Votre préoccupation principale, c’est la position concurrentielle des entreprises européennes ?

Il y a une considération macro-économique et une considération micro. Sur le plan macro, nous avons vu le rapport de Mario Draghi sur la compétitivité européenne. Il mentionnait la compétitivité des Etats-Unis qui bénéficient d’une série d’éléments positifs : leur capacité à innover, leur marché des capitaux, le faible coût de l’énergie… Et Donald Trump fera tout pour que cette situation se poursuive, voire que la compétitivité américaine augmente encore. La problématique au niveau macro est donc : comment réagir? Une autre problématique est ce boost de compétitivité que les Etats-Unis veulent donner de façon complètement artificielle via les droits de douane. La stratégie des entreprises devient vraiment un outil à des fins économiques mais aussi géopolitiques.
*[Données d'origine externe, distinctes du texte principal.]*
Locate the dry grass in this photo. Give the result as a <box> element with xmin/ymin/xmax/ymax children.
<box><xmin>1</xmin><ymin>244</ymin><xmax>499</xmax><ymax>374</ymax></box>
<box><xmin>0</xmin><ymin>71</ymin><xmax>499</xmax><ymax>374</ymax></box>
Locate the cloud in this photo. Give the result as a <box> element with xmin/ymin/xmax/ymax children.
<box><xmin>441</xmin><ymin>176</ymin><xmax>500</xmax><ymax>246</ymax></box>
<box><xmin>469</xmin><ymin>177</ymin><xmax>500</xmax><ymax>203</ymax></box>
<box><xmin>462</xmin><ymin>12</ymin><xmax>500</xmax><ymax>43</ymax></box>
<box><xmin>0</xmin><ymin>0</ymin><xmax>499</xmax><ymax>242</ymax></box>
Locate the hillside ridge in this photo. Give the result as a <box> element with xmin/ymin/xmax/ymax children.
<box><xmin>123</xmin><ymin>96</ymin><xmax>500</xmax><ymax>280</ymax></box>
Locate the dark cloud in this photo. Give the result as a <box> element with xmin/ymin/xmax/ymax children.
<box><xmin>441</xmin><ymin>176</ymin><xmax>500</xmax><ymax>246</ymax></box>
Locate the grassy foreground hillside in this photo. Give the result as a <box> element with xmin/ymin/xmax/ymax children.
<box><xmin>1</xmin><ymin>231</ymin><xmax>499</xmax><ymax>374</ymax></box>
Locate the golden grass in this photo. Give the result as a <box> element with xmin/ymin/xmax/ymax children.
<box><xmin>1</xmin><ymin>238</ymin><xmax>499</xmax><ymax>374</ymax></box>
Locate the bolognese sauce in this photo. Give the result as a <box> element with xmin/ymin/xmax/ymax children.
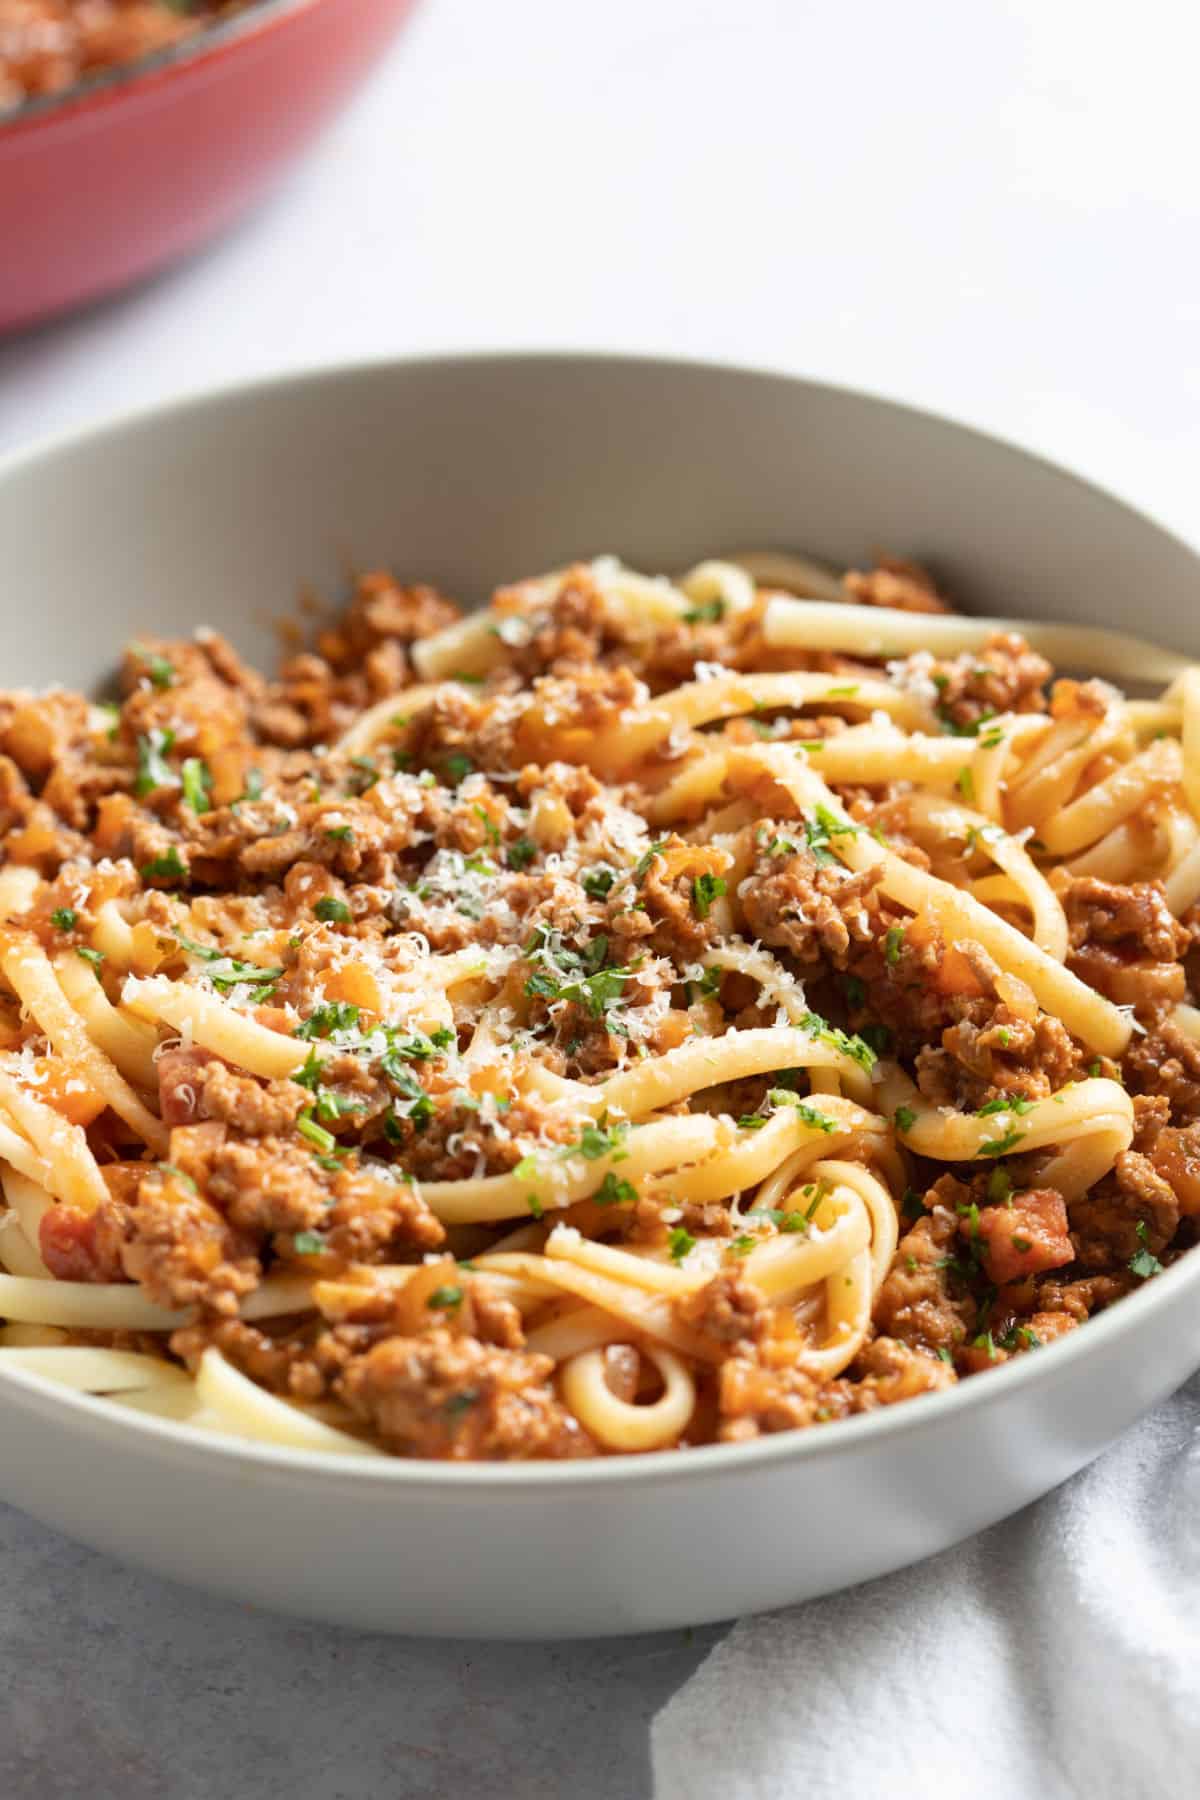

Et puis au niveau micro, il y a donc la question que se pose une entreprise : qu’est-ce que je fais ?  La capacité des entreprises à réagir est très dépendante du secteur et de la taille de l’entreprise. Et également du fait d’avoir, ou non, déjà des activités de production aux USA. Dans ce dernier cas, la question qui se pose est de passer à une vitesse supérieure. Mais si on n’est pas présent, la question est plus complexe.

Un dernier point qui n’est pas anodin, ce sont les effets de ricochet que l’on risque d’observer dans l’économie mondiale. Si la Chine est effectivement touchée par une forte hausse des tarifs douaniers, le coup de frein à la croissance chinoise sera également important pour les exportations des entreprises européennes vers ce pays.